The bombs used on the show are made of fibreglass and polyester resin, and the liquid released is a moisture-absorbing polymer, dyed with food colouring. The liquid does not stain and can be washed off, while other international versions of the show use foodstuffs and require the audience to wear raincoats. When a wire signifying an incorrect answer is cut, an input is sent via radio to a computer and a solenoid valve releases compressed air, expelling the liquid.

==History==
===Origin===
The original series Boom! was created by the Keshet Media Group and began airing on Israel's Channel 2 on 3 April 2014. It achieved an audience share of 41.2%, the highest for a game show in the country's history. Days later at the industry trade fair in Cannes, international channels such as Fox in the United States, TF1 in France and Antena 3 in Spain bought the rights to make adaptations.
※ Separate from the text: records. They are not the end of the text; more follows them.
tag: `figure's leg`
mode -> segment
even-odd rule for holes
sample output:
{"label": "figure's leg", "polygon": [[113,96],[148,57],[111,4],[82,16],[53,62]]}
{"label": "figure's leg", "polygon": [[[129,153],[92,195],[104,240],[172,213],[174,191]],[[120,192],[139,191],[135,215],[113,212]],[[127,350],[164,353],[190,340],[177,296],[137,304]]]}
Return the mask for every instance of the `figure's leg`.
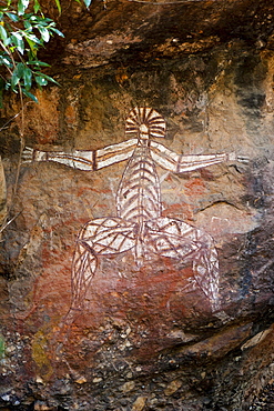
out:
{"label": "figure's leg", "polygon": [[100,255],[118,254],[135,244],[133,224],[120,218],[88,222],[77,239],[72,263],[72,309],[81,309]]}
{"label": "figure's leg", "polygon": [[154,254],[192,263],[194,279],[210,299],[212,310],[219,309],[219,259],[213,239],[202,230],[171,218],[146,222],[146,249]]}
In July, Juanra Bonet was announced as the host in Spain.

In April 2016, Antena 3 staged a crossover with fellow game show ¡Ahora caigo!, resulting in Arturo Valls hosting ¡Boom! and Bonet presenting ¡Ahora caigo!. The crossover was staged again in October 2018.

===Record winners===
On 8 June 2016, the team RockCampers won a total of €2,326,500, when their earnings since their February debut were added to a €1.9 million jackpot. At that point, they had the highest game show earnings in Spanish history, suprassing the previous record of €2.19 million by Eduardo Benito on Pasapalabra in 2006.

In October 2018, the team Los Lobos received the world record for most consecutive wins on a game show (326), from Guinness World Records. Their run ended with 505 wins. Their run ended on 8 July 2019 by winning a jackpot of €4,130,000, which when added to their previous winnings totalled €6,689,700, another Guinness World Record for total game show earnings. Los Lobos were so popular with audiences that in order to avoid them leaving the show to receive their winnings and return to their day jobs, producers Gestmusic changed the convention and paid out 50% of their winnings 16 months into their streak on the show.

===Cancellations and revivals===
Bonet announced the end of ¡Boom! in September 2022, with the news being clarified that the final filming would be on 28 October but broadcasts would continue. The show disappeared from schedules on 24 October 2022 for magazine programme Y ahora Sonsoles, but returned the following March for weekend broadcasts. At the start of May, eight episodes into the 20 remaining from its original broadcast, it was definitively cancelled as its ratings fell from 8.2% to 6.3%.

In June 2024, Mediaset España bought the rights to ¡Boom! and assigned it to the channel Cuatro with Christian Gálvez as the new presenter. The final episode aired on 5 December, with an audience share of 3.8%, and the show was removed from schedules for the following week.